Sunday, September 28, 2014

And the Enemy is Us ...



I am often in the lumber yard at my part-time job. I love it there: the physical labour, the view of the North Shore mountains, and the dragon flies that dance by in dramatic tango-like pauses. But what really excites me are the trains on the other side of the fence. Massive bulwarks of steel and iron driven by stone-faced engineers. Impossible to stop with an abrupt will their impassioned visages seem to say: travel at your peril, this track is ours. 

But then they do stop. Although it’s a slow glide to zero, the coupler slack rebounds with archetypical horror, of battling titans and havoc wrecking gods. It is the sound of bridges collapsing, a landslide of heavy metal burying a town of iron. The noise fills the air with echoes that reverberate for miles.

The first time I heard it I stepped into shock. I actually entertained thoughts that the Iron Workers Memorial Bridge had fallen down as it did once before some six decades prior. Now, however, it is just a minor thrill. What once scared me barely makes me jump.
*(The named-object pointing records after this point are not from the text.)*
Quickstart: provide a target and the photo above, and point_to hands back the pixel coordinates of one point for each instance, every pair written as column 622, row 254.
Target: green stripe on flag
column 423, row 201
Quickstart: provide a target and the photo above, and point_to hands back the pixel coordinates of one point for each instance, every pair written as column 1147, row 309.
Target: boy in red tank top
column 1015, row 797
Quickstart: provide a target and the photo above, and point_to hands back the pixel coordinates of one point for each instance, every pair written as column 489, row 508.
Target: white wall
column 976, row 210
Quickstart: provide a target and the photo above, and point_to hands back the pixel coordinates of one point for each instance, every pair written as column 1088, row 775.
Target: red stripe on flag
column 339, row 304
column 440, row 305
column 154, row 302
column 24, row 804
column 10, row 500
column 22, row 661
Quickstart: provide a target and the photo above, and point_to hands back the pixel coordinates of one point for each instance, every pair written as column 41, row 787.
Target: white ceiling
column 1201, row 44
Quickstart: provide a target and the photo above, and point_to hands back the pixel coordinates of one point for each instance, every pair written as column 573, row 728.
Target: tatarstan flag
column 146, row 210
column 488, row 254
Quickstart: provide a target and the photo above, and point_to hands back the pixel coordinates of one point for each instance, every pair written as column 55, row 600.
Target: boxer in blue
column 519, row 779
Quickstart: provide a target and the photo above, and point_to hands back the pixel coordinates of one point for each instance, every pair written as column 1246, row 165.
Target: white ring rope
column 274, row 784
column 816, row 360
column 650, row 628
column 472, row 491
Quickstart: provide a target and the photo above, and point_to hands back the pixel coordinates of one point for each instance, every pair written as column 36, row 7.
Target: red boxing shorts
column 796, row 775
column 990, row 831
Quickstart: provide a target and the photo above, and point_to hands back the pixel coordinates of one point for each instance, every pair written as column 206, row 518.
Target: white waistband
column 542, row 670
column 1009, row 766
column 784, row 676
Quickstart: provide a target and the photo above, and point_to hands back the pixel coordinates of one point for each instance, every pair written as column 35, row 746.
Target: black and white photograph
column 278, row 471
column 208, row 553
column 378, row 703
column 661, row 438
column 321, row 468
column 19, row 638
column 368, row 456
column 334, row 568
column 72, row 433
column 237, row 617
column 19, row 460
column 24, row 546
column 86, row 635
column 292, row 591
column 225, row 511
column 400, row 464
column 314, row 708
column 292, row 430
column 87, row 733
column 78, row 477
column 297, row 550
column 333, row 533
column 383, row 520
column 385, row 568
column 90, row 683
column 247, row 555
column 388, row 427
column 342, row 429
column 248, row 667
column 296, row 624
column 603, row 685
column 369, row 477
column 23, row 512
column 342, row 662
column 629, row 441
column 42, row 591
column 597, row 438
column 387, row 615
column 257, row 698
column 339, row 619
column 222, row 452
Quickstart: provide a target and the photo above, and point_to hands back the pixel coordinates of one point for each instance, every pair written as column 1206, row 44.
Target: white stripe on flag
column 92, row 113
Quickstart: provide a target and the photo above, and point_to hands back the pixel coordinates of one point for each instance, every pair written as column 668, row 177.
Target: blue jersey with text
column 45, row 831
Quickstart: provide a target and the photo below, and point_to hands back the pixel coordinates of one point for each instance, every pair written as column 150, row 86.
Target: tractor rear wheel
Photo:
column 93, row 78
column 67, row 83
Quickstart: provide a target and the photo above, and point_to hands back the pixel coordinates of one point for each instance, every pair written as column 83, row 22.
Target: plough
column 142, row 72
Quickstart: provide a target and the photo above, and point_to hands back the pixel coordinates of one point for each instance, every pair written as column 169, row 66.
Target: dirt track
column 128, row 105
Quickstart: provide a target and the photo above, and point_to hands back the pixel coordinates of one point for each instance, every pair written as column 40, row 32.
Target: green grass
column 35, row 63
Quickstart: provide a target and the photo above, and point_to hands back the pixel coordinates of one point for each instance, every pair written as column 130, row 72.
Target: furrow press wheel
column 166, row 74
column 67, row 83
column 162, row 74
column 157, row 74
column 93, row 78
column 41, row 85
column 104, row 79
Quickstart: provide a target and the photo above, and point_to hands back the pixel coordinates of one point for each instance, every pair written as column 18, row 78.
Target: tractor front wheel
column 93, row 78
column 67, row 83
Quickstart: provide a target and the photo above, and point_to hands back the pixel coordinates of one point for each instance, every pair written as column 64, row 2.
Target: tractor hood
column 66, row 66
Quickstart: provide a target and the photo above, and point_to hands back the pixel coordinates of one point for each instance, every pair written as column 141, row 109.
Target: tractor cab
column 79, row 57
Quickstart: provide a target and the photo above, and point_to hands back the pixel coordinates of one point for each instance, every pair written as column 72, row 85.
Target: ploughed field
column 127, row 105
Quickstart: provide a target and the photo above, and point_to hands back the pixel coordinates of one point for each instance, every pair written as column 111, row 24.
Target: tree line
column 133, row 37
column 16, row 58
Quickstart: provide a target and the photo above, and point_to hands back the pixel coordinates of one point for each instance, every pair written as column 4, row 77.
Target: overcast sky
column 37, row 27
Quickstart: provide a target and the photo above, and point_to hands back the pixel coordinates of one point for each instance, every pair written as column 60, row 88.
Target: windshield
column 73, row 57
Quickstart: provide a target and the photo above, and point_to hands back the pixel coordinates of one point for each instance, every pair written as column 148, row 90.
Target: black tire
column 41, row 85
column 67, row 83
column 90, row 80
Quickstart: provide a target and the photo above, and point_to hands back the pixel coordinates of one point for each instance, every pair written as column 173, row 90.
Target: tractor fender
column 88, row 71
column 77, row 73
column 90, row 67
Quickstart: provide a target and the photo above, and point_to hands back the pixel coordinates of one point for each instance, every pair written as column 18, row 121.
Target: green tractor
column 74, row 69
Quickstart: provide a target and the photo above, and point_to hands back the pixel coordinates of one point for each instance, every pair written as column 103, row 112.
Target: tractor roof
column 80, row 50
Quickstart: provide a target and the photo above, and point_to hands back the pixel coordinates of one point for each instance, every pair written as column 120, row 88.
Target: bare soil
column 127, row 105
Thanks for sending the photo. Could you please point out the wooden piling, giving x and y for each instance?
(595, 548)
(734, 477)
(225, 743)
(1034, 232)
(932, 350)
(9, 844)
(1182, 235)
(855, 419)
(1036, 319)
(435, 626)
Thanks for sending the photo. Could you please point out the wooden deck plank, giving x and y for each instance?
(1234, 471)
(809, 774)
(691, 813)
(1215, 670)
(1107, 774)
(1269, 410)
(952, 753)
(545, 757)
I have grown accustomed to its presence.

I thought of this after reading a short interview with George Marshall, author of Don't Even Think About It: Why Our Brains Are Wired to Ignore Climate Change.In it he argues that the reason we treat a threat like ISIS with multinational immediacy and the international calamity of climate change with almost lackadaisical indifference is the nature of the enemy. With ISIS, the combatant is a known group of people who intend harm. With global warming, well ... the enemy is ... us. 

And therein lies the difference. Does any of us really mean harm when we fill up our gas tanks, turn the heat up or use air conditioning? Do we really have nefarious intent when we build our family home and buy cement for the  foundation or lumber for the frame? Don't we all just want to have a nice life? 

It is hard to fight against an enemy that smiles back at us in the mirror.

Although I agree with Mr Marshall's theory, mine is a little bit different. Like the trains and their tumultuous din, its hard to be scared of something with which we have grown far too familiar. And that familiarity is costing us dearly.